Another sad tale revolved around a lady who too preferred anonymity who said her father used to be so rich that she did not expect to live the life she is now living.

“The moment my father died, his relatives sent my mother packing to the village and took me to live with them.  They snatched each and everything leaving us with nothing. 

Their argument was that neither myself nor my mother could inherit as we are women,” she recalls.

We thought we had heard enough, the more we talked the more we heard yet more chilling stories of how some of the ladies had been forced to sit on a mat instead of the coach due to giving birth to a girl child.
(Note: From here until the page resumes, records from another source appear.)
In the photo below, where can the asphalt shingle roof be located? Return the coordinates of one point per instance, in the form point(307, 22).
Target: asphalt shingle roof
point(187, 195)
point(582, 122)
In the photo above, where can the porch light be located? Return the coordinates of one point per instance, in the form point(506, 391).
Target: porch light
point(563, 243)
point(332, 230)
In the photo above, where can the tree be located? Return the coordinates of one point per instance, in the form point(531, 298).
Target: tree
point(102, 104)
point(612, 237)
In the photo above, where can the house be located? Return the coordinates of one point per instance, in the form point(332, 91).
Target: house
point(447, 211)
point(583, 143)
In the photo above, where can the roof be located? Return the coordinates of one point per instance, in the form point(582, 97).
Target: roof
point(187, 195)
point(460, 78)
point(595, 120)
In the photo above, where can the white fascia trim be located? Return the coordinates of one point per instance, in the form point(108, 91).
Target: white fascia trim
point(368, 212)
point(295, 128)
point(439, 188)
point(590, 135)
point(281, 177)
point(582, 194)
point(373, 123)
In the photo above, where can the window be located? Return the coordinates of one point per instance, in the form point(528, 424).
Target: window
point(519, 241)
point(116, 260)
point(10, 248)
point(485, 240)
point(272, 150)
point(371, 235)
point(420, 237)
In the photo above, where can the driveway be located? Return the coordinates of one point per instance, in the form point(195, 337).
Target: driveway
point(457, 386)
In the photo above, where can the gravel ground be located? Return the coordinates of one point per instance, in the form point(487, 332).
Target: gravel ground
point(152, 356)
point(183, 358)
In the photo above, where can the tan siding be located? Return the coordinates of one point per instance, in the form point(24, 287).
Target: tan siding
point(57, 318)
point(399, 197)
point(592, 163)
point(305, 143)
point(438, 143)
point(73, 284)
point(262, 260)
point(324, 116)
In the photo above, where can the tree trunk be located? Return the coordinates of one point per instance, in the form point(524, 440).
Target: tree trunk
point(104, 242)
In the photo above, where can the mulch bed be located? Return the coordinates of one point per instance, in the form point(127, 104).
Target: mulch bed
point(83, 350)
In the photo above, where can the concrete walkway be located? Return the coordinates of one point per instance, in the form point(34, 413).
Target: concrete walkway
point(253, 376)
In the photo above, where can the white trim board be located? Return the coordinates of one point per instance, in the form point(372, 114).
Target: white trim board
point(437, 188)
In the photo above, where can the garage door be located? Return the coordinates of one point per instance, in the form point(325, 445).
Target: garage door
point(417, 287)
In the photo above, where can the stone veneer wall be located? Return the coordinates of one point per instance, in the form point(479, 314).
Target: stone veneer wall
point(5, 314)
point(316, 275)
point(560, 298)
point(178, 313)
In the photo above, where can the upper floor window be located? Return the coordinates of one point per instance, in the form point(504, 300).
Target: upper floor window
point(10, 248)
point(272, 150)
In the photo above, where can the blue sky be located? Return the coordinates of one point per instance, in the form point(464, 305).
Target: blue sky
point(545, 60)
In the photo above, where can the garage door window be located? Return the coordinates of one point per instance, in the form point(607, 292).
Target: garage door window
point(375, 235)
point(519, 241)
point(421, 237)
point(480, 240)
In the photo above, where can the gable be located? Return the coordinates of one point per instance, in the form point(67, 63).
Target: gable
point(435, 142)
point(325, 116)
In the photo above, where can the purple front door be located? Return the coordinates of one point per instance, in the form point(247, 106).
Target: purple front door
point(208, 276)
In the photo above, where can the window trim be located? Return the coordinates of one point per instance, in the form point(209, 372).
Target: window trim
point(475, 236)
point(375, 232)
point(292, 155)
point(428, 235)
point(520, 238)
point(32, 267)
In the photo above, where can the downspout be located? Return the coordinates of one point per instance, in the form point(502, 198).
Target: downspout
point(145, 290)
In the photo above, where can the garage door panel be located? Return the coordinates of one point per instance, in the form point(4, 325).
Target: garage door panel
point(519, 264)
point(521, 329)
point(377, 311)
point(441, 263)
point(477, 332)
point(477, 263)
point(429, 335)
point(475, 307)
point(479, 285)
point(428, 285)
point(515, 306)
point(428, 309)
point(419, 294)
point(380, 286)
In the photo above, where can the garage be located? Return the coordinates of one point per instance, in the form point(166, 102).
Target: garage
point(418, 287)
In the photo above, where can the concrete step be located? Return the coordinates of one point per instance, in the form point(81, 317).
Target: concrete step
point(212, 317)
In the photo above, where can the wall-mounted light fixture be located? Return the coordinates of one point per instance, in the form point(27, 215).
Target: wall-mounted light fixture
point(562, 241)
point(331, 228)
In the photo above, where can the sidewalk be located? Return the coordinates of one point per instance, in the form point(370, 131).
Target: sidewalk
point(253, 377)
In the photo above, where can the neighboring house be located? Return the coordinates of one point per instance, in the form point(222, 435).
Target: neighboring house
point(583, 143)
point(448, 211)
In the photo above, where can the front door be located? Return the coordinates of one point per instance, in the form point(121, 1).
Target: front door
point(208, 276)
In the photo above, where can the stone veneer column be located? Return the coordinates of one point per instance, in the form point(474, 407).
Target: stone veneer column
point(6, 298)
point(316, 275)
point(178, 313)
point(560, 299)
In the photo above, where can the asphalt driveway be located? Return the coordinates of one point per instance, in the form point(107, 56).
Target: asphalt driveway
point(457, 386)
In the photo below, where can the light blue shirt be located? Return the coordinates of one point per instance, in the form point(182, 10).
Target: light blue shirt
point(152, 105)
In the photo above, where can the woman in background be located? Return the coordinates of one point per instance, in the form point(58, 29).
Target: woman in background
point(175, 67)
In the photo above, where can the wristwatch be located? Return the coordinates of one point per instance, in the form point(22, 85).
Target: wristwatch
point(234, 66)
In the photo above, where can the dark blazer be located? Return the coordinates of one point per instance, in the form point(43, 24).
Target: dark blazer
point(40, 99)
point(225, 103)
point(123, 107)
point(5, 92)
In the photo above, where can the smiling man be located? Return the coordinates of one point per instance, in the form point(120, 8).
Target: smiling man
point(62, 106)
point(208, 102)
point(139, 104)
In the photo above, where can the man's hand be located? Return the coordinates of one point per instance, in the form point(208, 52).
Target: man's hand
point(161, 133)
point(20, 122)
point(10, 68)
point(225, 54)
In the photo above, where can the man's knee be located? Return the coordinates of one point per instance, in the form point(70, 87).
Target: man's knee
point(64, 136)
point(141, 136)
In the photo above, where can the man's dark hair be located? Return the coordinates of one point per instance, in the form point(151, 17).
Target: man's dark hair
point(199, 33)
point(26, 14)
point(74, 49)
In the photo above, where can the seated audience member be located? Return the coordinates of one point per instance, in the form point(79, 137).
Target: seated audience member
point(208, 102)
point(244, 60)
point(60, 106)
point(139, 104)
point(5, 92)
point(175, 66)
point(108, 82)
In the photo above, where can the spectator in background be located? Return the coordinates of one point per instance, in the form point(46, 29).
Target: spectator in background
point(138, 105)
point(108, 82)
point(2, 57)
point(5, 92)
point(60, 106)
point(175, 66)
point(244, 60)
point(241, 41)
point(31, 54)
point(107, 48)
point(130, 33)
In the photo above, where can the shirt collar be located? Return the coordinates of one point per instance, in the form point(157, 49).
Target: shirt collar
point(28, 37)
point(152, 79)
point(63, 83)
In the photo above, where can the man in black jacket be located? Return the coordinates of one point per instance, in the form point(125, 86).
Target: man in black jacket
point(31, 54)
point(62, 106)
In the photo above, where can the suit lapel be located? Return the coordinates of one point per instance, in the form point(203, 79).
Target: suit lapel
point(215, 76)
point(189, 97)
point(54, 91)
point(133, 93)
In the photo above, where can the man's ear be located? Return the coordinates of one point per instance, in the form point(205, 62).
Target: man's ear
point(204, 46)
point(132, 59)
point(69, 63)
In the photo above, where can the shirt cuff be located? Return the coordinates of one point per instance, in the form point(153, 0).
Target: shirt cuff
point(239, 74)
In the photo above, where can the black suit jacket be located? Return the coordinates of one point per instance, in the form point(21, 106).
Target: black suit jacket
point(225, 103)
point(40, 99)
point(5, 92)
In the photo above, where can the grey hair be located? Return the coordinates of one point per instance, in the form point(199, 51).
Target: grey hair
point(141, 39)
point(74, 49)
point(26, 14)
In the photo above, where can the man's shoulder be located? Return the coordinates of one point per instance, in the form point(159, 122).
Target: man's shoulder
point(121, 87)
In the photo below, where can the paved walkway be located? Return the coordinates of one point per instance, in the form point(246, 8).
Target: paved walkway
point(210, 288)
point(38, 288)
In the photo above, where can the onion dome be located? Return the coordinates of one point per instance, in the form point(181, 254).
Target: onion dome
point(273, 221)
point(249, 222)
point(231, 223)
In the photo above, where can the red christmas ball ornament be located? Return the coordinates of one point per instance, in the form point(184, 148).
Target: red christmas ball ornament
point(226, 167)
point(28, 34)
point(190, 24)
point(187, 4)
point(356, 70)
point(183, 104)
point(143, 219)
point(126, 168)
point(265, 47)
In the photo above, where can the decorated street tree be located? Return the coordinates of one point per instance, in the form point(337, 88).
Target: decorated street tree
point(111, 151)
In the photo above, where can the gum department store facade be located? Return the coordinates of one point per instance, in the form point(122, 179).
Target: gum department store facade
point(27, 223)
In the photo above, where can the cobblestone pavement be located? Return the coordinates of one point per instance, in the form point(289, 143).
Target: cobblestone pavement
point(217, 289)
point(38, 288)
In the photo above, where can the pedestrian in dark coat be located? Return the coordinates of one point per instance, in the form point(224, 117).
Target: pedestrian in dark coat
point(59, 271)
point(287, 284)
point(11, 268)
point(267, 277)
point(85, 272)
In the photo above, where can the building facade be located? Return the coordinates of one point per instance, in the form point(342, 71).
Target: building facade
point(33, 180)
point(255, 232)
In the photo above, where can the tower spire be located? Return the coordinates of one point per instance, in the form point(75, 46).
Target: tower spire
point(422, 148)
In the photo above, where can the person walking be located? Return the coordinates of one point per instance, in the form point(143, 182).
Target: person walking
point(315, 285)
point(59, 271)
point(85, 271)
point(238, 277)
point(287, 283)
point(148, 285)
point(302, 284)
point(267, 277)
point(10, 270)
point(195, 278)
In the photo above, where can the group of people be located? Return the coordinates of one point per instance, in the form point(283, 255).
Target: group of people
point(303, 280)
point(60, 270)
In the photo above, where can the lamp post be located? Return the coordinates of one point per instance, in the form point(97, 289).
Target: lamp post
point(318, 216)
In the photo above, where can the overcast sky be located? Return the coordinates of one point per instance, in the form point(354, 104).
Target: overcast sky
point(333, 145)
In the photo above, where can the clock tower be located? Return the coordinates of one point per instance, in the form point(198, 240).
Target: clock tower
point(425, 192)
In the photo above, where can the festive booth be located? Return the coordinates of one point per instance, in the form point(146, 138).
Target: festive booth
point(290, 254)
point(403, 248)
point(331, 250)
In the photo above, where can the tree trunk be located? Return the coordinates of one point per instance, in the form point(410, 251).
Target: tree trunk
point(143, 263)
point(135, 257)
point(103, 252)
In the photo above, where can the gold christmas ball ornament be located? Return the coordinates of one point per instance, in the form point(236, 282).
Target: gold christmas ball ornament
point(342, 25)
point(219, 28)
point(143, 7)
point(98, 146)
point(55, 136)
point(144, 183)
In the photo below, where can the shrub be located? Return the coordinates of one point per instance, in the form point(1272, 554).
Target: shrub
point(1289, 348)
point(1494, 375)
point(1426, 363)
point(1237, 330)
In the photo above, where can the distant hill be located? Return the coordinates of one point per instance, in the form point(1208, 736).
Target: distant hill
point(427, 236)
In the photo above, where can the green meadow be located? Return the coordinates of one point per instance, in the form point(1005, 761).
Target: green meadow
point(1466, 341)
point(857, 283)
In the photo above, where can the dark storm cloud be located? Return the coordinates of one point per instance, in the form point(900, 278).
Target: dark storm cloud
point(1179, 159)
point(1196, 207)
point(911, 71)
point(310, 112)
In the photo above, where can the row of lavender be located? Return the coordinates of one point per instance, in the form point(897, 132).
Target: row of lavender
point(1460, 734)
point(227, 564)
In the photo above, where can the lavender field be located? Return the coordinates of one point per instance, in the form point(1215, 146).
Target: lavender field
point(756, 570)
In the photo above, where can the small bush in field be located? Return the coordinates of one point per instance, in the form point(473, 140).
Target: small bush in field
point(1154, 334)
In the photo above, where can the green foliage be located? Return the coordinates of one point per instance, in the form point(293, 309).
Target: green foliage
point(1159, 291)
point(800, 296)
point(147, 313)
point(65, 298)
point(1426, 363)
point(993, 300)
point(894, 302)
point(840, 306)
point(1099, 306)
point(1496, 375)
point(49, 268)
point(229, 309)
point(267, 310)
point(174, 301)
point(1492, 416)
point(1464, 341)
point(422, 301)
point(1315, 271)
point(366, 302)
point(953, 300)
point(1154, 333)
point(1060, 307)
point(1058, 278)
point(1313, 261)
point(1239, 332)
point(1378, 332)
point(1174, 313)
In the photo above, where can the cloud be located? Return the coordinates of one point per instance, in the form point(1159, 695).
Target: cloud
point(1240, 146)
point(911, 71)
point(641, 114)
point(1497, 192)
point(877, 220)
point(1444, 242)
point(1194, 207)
There were also stories of how a lady who was a primary school teacher had been forced to give birth yearly and six  children within seven years simply because her husband had stressed that she ought to give birth to a boy child or else all hell would break loose for her.

Another story revolved around Sagito, whose father had left her mother for the reason that she had only been giving birth to girl children.  God taught him a lesson. He fell very sick one day only to be saved by the very same girls he thought were useless. He confessed to his wife that it was better to have more girls in a family because they have a great sense of compassion.

Perhaps one of the most interesting things noted during the discussion was on knowing that gender discrimination was a mindset with no borders as even the elites and educated were involved into it.

George William, an accountant with the LHRC says women are noble creatures and the fact that they can manage to take   care of a child is unique due to understanding unspoken things as is the case for a mother who can comprehend on whether a child has relieved itself or is ill. 

So much has been said and done, the truth is, a child be it a boy or a girl is a gift from God and people should learn to cherish for the great endowment.  Lest we forget that there are people who wish they had a child but are yet to have them.

Perhaps then, it’s about time we shunned away from this outdated perception over a boy child being superior to their female counterparts.  All bad things must come to an end, so will this.  However, bad habits die hard and we hope these too shall pass.